High jump pioneer, icon and 1968 Olympic champion Dick Fosbury dies at 76

Olympic high jump champion Dick Fosbury, who revolutionized the event with a radically different jumping technique that was eventually named after him, died on Sunday at 76, his agent Ray Schulte said Monday.

American revolutionized event with radically altered technique dubbed 'Fosbury Flop'

Male athlete attempts to clear bar in high jump event.
Former U.S. high jumper Dick Fosbury won 1968 gold while inventing a new style dubbed the "Fosbury Flop" used ever since by high jumpers all over the world. (Tony Duffy /Allsport via Getty Images/File)

Olympic high jump champion Dick Fosbury, who revolutionized the event with a radically different jumping technique that was eventually named after him, died on Sunday at 76, his agent Ray Schulte said Monday.

Fosbury won gold for the U.S. in the high jump at the 1968 Olympic Games in Mexico City, where the six-foot-four athlete jumped back first to clear the bar, a technique that has since been named the "Fosbury Flop" and used by all high jumpers today.

"It is with a heavy heart that I must announce that longtime friend and client Dick Fosbury passed away peacefully in his sleep early Sunday morning after a brief recurrence of lymphoma," Schulte wrote on Instagram.

The lanky leaper died Sunday after a recurrence with lymphoma.

Before Fosbury, high jumpers cleared their height by running parallel to bar, then leaping over with a scissors kick, with their faces pointed downward.

Fosbury cleared 2.24 metres to set an Olympic record.
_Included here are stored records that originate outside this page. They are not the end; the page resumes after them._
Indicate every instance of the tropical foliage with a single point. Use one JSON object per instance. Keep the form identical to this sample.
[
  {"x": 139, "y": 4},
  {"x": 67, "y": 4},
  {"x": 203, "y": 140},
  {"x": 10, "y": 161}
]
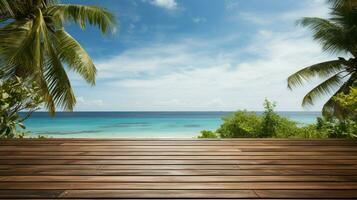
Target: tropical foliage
[
  {"x": 34, "y": 45},
  {"x": 337, "y": 35},
  {"x": 16, "y": 95},
  {"x": 269, "y": 124}
]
By the next Olympics, 28 of the 40 jumpers were using Fosbury's technique. The Montreal Games in 1976 marked the last Olympics in which a high jumper won a medal using a technique other than the Fosbury Flop.

Fosbury started tinkering with the new technique in the early '60s as a teenager at Medford High School in Oregon. Among his discoveries over the years was a need to move his takeoff point farther back for higher jumps. Most jumpers planted a foot and took off at the same spot regardless of the height.

"I knew I had to change my body position, and that's what started first the revolution, and over the next two years, the evolution," Fosbury said in a 2014 interview with The Corvallis Gazette-Times. "During my junior year, I carried on with this new technique, and each meet I continued to evolve or change, but I was improving. My results were getting better."

His technique took a while to catch on. The term Fosbury Flop is credited to the Medford Mail-Tribune, which wrote the headline "Fosbury Flops Over the Bar" after one of his high school meets. The reporter that day wrote Fosbury looked like a fish flopping in a boat.

'Changed entire event forever'

"The world legend is probably used too often," sprint great Michael Johnson tweeted. "Dick Fosbury was a true LEGEND! He changed an entire event forever with a technique that looked crazy at the time, but the result made it the standard."

"Yesterday, one of the most famous figures in the high jump passed away," said Amelie Oudea-Castera, France's Minister of Sports and the Olympic and Paralympic Games.

"Dick Fosbury had revolutionized the practice of this sport with his sublime audacity. Thoughts to his loved ones."

Fosbury's gold and his contribution to the sport also earned him a spot in the National Track and Field Hall of Fame.

Olympian Dick Fosbury greets fans while carrying the torch to kick off the Virginia Commonwealth Games at the Vines Center in Lynchburg, Va.
In this 2016 file photo, Olympian Dick Fosbury greets fans while carrying the torch to kick off the Virginia Commonwealth Games at the Vines Center in Lynchburg, Va. Fosbury, the lanky leaper who completely revamped the technical discipline of high jump and won an Olympic gold medal with his “Fosbury Flop,” has died after a recurrence with lymphoma. He was 76. (Jay Westcott/The News & Advance via The Associated Press)

In a chapter in his book about the Mexico City Games, journalist Richard Hoffer wrote that Fosbury once received a letter from an LA medical director suggesting his technique would lead to "a rash of broken necks."

"For the good of young Americans, you should stop this ridiculous attack on the bar," the letter said.

As a kid, Fosbury threw himself into sports as a way of dealing with the grief after his younger brother, Greg, was killed by a drunken driver while the two boys were riding bikes. Unable to stick with the football or basketball teams, Fosbury tried track but struggled there with the preferred jump of those days — the straddle.

"He just looked at the thing differently, and it really worked," said Eric Hintz of the Smithsonian's Lemelson Center for the Study of Invention and Innovation. "And he had the guts and fortitude to stick with it in the face of criticism."

He is survived by his wife Robin Tomasi, son Erich Fosbury and stepdaughters Stephanie Thomas-Phipps and Kristin Thompson."